From the Head of Jewish Life

Rabbi Daniel Siegel

The Inner Circle

A short time ago, in parashat BeHa’alotkha, we read of a selected group of people being inducted into the inner circle of Israelite leadership. Within the inner sanctum of the Tent of Meeting, located outside of the Israelite camp, these individuals, by imprimatur, become the inner circle.

Shortly thereafter, when we hear of 2 individuals prophesying within the camp, Yehosu’a, Moshe’s deputy, whom we are told “did not budge from within the Tent of Meeting”, demands of Moshe: “Kela’em-Restrain them”. Remarkably, Moshe responds: “Would that all the Lord’s people were prophets, that the Lord put his spirit upon them”. In the very next verse, we read that Moshe re-enters the camp with the recent appointees of the inner circle.

Soon thereafter, in this week’s parashah, we read of Korach gathering “the whole community against them (the leadership) at the Tent of Meeting”. The people’s grievance is sounded: “You have gone too far!

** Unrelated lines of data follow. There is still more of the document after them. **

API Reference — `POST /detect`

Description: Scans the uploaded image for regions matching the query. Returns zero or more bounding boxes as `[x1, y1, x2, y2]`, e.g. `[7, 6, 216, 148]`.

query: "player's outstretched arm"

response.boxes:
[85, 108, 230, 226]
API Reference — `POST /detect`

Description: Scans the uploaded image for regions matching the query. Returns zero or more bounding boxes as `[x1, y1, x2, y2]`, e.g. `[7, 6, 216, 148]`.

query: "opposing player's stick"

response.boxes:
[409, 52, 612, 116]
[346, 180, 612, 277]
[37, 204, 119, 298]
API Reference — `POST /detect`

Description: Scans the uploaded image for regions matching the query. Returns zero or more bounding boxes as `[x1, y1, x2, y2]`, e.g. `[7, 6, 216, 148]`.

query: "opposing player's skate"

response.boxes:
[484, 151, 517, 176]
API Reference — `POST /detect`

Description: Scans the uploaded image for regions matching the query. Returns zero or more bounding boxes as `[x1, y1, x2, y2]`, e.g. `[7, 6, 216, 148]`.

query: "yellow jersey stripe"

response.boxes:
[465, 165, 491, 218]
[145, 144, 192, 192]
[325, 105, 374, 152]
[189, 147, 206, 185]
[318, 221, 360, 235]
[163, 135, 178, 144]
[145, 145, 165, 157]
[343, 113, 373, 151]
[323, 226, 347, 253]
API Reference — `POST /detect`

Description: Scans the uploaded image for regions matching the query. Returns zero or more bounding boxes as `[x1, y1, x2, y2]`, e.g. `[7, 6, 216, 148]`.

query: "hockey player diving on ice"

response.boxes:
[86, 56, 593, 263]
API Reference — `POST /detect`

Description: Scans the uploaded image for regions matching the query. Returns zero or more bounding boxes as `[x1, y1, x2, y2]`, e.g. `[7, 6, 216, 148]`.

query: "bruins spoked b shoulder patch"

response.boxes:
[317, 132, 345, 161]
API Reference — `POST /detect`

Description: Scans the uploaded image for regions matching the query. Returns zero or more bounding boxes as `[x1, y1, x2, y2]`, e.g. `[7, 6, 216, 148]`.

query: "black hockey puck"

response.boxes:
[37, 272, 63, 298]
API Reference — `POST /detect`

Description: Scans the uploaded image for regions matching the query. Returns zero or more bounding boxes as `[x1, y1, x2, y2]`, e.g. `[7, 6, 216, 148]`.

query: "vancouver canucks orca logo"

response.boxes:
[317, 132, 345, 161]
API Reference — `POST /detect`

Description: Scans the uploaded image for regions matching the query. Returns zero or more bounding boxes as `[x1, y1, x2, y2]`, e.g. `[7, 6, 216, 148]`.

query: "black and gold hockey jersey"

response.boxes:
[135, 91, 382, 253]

For, all the community is holy, all of them, and the Lord is in their midst. Why, then, do you lord yourselves over the Lord’s congregation”.

While the Levite Korach is dismissed as and punished for seeking to procure a foothold in the priesthood, Moshe and Aaron are dismayed and distraught at the ensuing communal rebellion.

The Jewish tradition recognises the danger of an inner circle and the substituting of power and control for partnership and community. Moshe says to Joshua, his deputy, when the latter seeks to sanction those not in the inner sanctum: “Are you zealous for me”? Ultimately, Moshe understands, an inner circle might be reduced to the voice of one.

Moshe, like Abraham before him, and in consonance with the whole of our prophetic tradition, understands the importance of the voice of the people and the wisdom of dissenting opinion. As an intercessor for his people and as “His majesty’s loyal opposition”, Moshe reminds God, Himself, that His voice alone is not sufficient.

Then, as now, Judaism teaches, the people must be heard if we are to be an enduring and united community.